RBL Bank witnessed slippage in its microfinance (₹136 crores) and credit card (₹400 crores) portfolios, bringing up concerns about the bank's overall asset quality. Additionally, they witnessed a slowdown in deposit growth due to sequential degrowth in their CASA deposits.
Ujjivan Small Finance Bank's share price decline is due to rising delinquencies in its microfinance portfolio. Credit costs have increased to 2.3%-2.5%, slower loan growth has impacted profitability, and heightened competition and rising interest rates have further pressured margins.

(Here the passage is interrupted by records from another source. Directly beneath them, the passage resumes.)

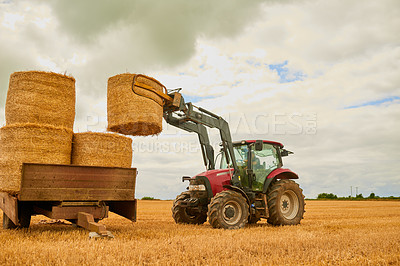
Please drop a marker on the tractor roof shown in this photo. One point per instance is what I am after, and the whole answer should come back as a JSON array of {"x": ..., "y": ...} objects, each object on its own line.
[{"x": 252, "y": 141}]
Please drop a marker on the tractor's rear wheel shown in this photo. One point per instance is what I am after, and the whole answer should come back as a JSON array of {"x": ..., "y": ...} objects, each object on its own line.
[
  {"x": 253, "y": 219},
  {"x": 228, "y": 210},
  {"x": 285, "y": 203},
  {"x": 184, "y": 215}
]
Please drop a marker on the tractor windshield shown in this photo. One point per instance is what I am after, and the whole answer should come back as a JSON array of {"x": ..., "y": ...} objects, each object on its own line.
[
  {"x": 240, "y": 155},
  {"x": 262, "y": 162}
]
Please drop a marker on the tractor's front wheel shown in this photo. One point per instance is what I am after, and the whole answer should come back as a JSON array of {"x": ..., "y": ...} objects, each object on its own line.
[
  {"x": 285, "y": 203},
  {"x": 183, "y": 215},
  {"x": 228, "y": 210}
]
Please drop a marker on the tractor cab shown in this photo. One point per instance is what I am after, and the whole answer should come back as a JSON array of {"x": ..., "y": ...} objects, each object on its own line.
[{"x": 255, "y": 158}]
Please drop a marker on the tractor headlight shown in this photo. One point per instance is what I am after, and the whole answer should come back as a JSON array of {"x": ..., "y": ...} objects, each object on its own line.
[{"x": 197, "y": 187}]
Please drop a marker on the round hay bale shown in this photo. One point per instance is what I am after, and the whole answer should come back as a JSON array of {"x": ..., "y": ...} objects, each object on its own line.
[
  {"x": 101, "y": 149},
  {"x": 30, "y": 143},
  {"x": 134, "y": 111},
  {"x": 43, "y": 98}
]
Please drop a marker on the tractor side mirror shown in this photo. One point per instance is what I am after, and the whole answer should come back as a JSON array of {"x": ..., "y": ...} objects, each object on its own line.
[
  {"x": 285, "y": 152},
  {"x": 258, "y": 146}
]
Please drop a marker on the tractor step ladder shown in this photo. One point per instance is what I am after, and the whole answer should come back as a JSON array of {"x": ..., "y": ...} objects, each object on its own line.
[{"x": 261, "y": 205}]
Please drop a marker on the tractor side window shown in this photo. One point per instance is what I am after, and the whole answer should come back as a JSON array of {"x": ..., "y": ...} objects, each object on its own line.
[{"x": 264, "y": 162}]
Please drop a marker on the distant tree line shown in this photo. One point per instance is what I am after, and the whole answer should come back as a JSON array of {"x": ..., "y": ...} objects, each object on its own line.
[{"x": 358, "y": 196}]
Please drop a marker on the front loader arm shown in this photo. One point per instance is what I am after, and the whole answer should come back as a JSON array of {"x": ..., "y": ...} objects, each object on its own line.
[{"x": 184, "y": 116}]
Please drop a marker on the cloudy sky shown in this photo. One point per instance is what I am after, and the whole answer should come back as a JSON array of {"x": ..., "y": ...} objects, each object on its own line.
[{"x": 321, "y": 76}]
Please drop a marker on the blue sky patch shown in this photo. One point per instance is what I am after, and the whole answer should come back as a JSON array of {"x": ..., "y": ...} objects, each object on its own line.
[
  {"x": 375, "y": 103},
  {"x": 284, "y": 73}
]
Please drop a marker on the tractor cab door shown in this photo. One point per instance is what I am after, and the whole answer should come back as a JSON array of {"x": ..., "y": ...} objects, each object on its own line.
[{"x": 263, "y": 162}]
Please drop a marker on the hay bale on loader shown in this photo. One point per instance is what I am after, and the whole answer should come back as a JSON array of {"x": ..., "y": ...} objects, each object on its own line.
[
  {"x": 133, "y": 109},
  {"x": 38, "y": 97},
  {"x": 30, "y": 143},
  {"x": 101, "y": 149}
]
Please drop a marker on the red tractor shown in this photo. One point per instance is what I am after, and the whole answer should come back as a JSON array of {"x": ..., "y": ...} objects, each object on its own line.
[
  {"x": 250, "y": 183},
  {"x": 266, "y": 190}
]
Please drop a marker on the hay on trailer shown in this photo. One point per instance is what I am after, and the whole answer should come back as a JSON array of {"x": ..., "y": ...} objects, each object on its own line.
[
  {"x": 101, "y": 149},
  {"x": 134, "y": 111},
  {"x": 30, "y": 143},
  {"x": 43, "y": 98}
]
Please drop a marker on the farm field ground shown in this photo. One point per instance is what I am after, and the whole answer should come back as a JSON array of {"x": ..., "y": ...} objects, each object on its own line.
[{"x": 332, "y": 232}]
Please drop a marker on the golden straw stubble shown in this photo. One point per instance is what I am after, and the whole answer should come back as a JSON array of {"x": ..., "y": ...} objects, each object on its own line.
[
  {"x": 38, "y": 97},
  {"x": 30, "y": 143},
  {"x": 101, "y": 149},
  {"x": 129, "y": 113}
]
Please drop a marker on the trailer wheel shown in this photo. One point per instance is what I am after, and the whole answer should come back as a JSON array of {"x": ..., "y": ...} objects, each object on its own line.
[
  {"x": 228, "y": 210},
  {"x": 7, "y": 223},
  {"x": 183, "y": 215},
  {"x": 285, "y": 203}
]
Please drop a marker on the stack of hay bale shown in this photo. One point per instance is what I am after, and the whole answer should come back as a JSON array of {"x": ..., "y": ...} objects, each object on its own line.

Equitas Small Finance saw a rise in slippages in its microfinance portfolio, a 143% increase in FY25. Elevated credit costs, reaching 3.1% in H1 FY25 from 1.3% in H1 FY24, and slower disbursements, dropping to 20% of total disbursements in FY25 from 28% in FY24, hurt performance
As we step into 2025, investors should focus on well-researched opportunities, diversifying their portfolios, and staying informed about industry trends. Remember that while past performance may look enticing it is just one piece of the puzzle. Let's approach the new year with a focused investing strategy along with keeping an eye open for new opportunities.